Why Kankavali, Sindhudurg is Emerging as a Farmland Investment Hotspot Near Goa
By Super Admin · 15 July 2026

Kankavali, a town in Maharashtra's Sindhudurg district, has quietly become one of the more interesting farmland investment destinations on India's west coast. It isn't a new settlement chasing a trend — it's a well-established Konkan town on the banks of the Gad and Janavli rivers, with a working economy built on cashew, Alphonso mango, coconut and rice cultivation for generations.
What has changed is accessibility. Kankavali sits directly on the Konkan Railway line, roughly 440 km from Mumbai, and the drive to Goa takes under two hours along NH66 — around 100 km. Chipi (Sindhudurg) Airport, one of the newer airports on the Konkan coast, sits close by as well. For an investor or weekend-farmhouse owner based in Mumbai, Pune or further afield, that combination of rail, road and air access is rare for agricultural land at this price point.
The second reason is soil and climate. Sindhudurg's laterite soil and monsoon rainfall are exactly what Alphonso mango, cashew and coconut need to thrive — this is the same belt that produces India's most sought-after mango variety, alongside the lesser-known but locally prized Rayval mango grown near Kankavali itself.
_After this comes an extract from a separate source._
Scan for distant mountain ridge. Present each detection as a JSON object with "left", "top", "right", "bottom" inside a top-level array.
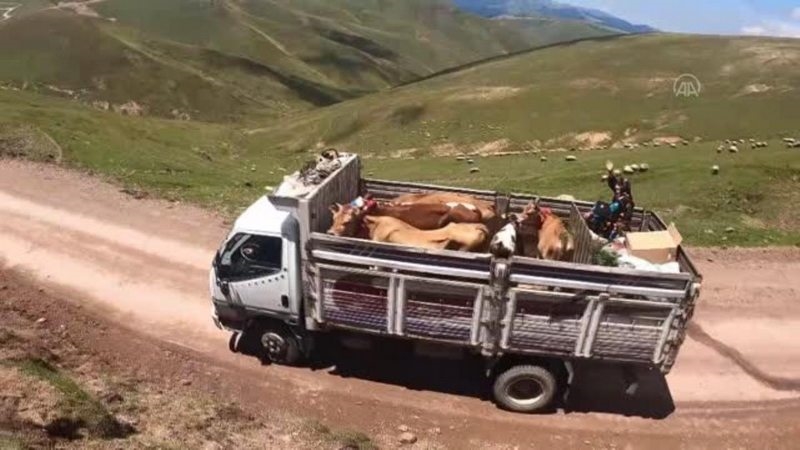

Land here isn't being retrofitted for agriculture; it's land that has always been agricultural, in a region with an established buyer network for its produce.
Put together — rail and road connectivity, proximity to Goa, and soil genuinely suited to high-value plantation crops — it's a combination that's increasingly hard to find elsewhere on the Konkan coast, which is why managed farmland projects in and around Kankavali are drawing steady interest from both lifestyle buyers and long-term investors.